Le salut individuel du moine passe par la fusion de ses gestes dans les mouvements collectifs et ordonnés de la communauté : la règle de Benoît prescrit ainsi qu’aux repas, « que tous disent ensemble ce verset, prient et s’assoient à table en même temps » (chapitre 42).

Moines trappistes se rendant au travail, début 20e siècle
L’abbé cistercien ouvre la marche, suivi des moines en file indienne. L’abbaye des Dombes est fondée en 1863, dans le contexte de restauration des monastères dont nombre ont disparu à la Révolution française.
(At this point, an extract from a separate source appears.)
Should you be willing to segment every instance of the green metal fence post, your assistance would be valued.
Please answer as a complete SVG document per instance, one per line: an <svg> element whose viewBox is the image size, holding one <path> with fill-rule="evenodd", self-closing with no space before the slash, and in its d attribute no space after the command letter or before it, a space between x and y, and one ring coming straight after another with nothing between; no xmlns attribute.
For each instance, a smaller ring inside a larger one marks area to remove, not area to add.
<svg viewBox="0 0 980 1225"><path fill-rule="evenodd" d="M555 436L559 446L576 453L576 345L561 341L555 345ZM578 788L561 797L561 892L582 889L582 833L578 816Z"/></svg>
Les moines y ont notamment travaillé à l’assèchement des marais.
Source : Carte postale, Bourg-en-Bresse, AD Ain 5 Fi 299/0029.

Dans l’univers carcéral contemporain, l’enfermement vise moins le salut, si essentiel dans les monastères et les établissements clos de l’époque moderne, que la réintégration du condamné à la société. Ordre, ponctualité, respect des hiérarchies sociales sont des exigences auxquelles il convient de répondre par un travail sur le corps. Aussi, tout en encadrant le plus strictement possible les déplacements des prisonniers et en réprimant toute déambulation illicite, la prison du 19e siècle pousse au mouvement, mais un mouvement dompté et encadré.

Certaines théories pédagogiques, comme celle de l’« homme machine », préconisent de vaincre l’oisiveté, la débauche et l’amoralité en apprenant au corps à se mouvoir correctement. L’amendement des prisonniers passe par conséquent par le fait de se tenir droit à l’église, par l’apprentissage des manières de table, l’interdiction de chanter, de siffler ou de faire des plaisanteries, une façon militaire de saluer les supérieurs hiérarchiques, et par des exercices mille et une fois répétés. Dans les prisons saxonnes, vers 1840, les détenus traversent ainsi tous les jours l’enceinte de l’établissement en colonnes, en respectant scrupuleusement une fréquence de cent pas par minute.

Ronde des prisonniers, 1890
Vincent Van Gogh, d’après une gravure de Gustave Doré.
Source : Moscou, Musée des beaux-arts Pouchkine.

Fixer et se mouvoir ne sont donc pas deux valeurs antinomiques de l’enfermement, mais l’avers et le revers d’une même médaille. Ainsi, les circulations du moine fixé dans son monastère visent à le rapprocher de Dieu ; et les mouvements du prisonnier, cantonné lui aussi dans un espace strictement limité, servent à son intégration dans une société bourgeoise qui fait de la maîtrise du corps l’un de ses principes de cohésion.